FIXED INCOME MARKETS
Money Market

The opening system liquidity stayed in the negative territory, amounting to -₦363.57 billion, a decline from yesterday’s -₦204.89 billion. This was influenced by the debit from the NTB auction and the continued presence of most banks at the SLF window. Consequently, the Open Repo Rate (OPR) increased by 184bps to 25.67% and the Overnight Rate (O/N) expanded by 150bps to 26.67%. 

Outlook: We expect the interbank rates to remain elevated.

Treasury Bills

The treasury bills market experienced heightened activity today, driven by unmet bids from yesterday’s auction flowing into the secondary market. The newly issued paper (21-Nov-2024) was notably active, trading in the range of 14.70% to 14.85%. Despite the increased activity, the average mid-rate remained relatively stable, closing at 10.99%.

Outlook: We expect the buyside interest to persist despite the tight system liquidity.

FGN Bonds

The FGN bonds market displayed a mixed to bullish bias today, with a focus on the 2027, 2038, and 2053 papers. The 2053 paper experienced a late rally, with bids decreasing from 17.85% to below 17.80%. Notwithstanding, the specific movements in certain tenors, the overall market’s average mid-yield held steady, remaining unchanged at 16.30%.

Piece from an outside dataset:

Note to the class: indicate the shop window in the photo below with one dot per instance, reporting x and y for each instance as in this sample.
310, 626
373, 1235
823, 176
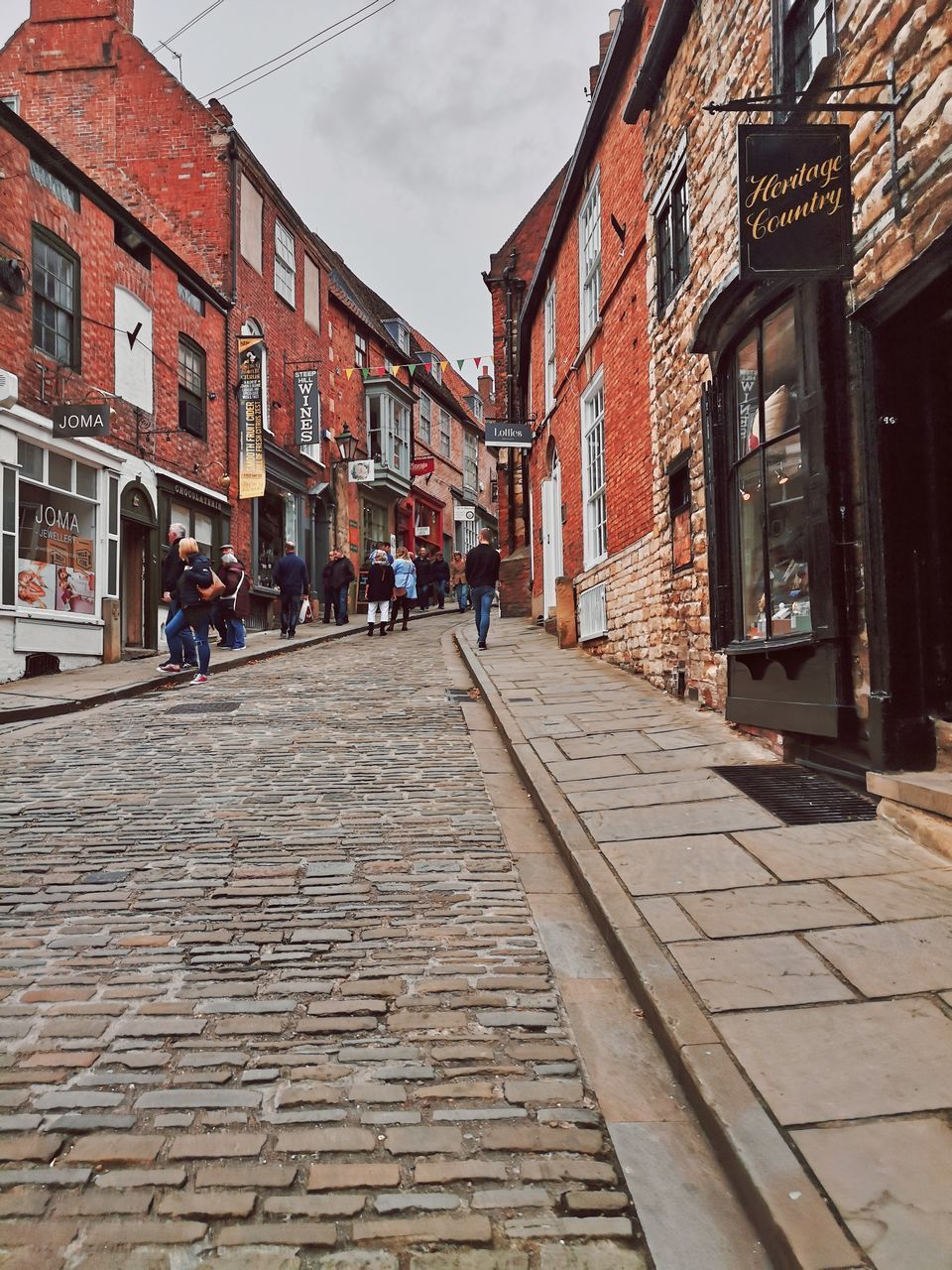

Outlook: We expect market to remain mixed.

Eurobonds

In today’s Eurobonds market, subdued activity was observed, influenced by the US Thanksgiving holiday. The overall sentiment was slightly mixed, marked by limited selling interest in Nigeria and Angola, especially with uncertainty surrounding the latter’s OPEC membership due to an output quota dispute. As a result, Nigeria’s curve experienced an uptick, with the average mid-yield increasing by approximately 2bps to reach 10.61%.

Outlook: We expect market sentiment to be partly influenced by the S&P flash PMI tomorrow.

Equities

The Nigerian equity market closed on a bullish note, as buying interest dominated across most tickers. The All-Share Index (ASI) appreciated by a 0.07%, settling at 71,052.85 points, leading to a year-to-date return of 38.64%. Market activity exhibited a mixed trend, with a 31.57% increase in total volume traded and a 53.32% decline in total value traded.

The Banking and Industrial Goods Indices appreciated by 0.03% and 0.04%, respectively, while the Consumer Index depreciated by 0.05%. UNIVINSURE led the total volume charts with 164.30 million units while ZENITHBANK led in total value with ₦694.17 million.

Outlook: We expect market to remain mixed.   

Foreign Exchange

FMDQ’s Nigeria’s Autonomous Foreign Exchange (NAFEM) depreciated by 12.11% (or ₦115.80) to $/₦956.33 from $/₦840.53 recorded yesterday.   

Outlook: We expect the volatility to persist.

Commodities

Oil prices fell more than 1% in early trading on Thursday, extending losses from the previous session, after OPEC+ postponed a ministerial meeting stoking views the producers might cut output less than earlier anticipated. Brent crude oil prices depreciated by 1.72% to $80.55 per barrel, while West Texas Intermediate (WTI) lost 1.92%, to US$75.62 per barrel at the time of the report. In contrast, Gold prices appreciated by 0.07% to US$1,994.10 per ounce.

Outlook: We expect oil prices to remain elevated in the interim.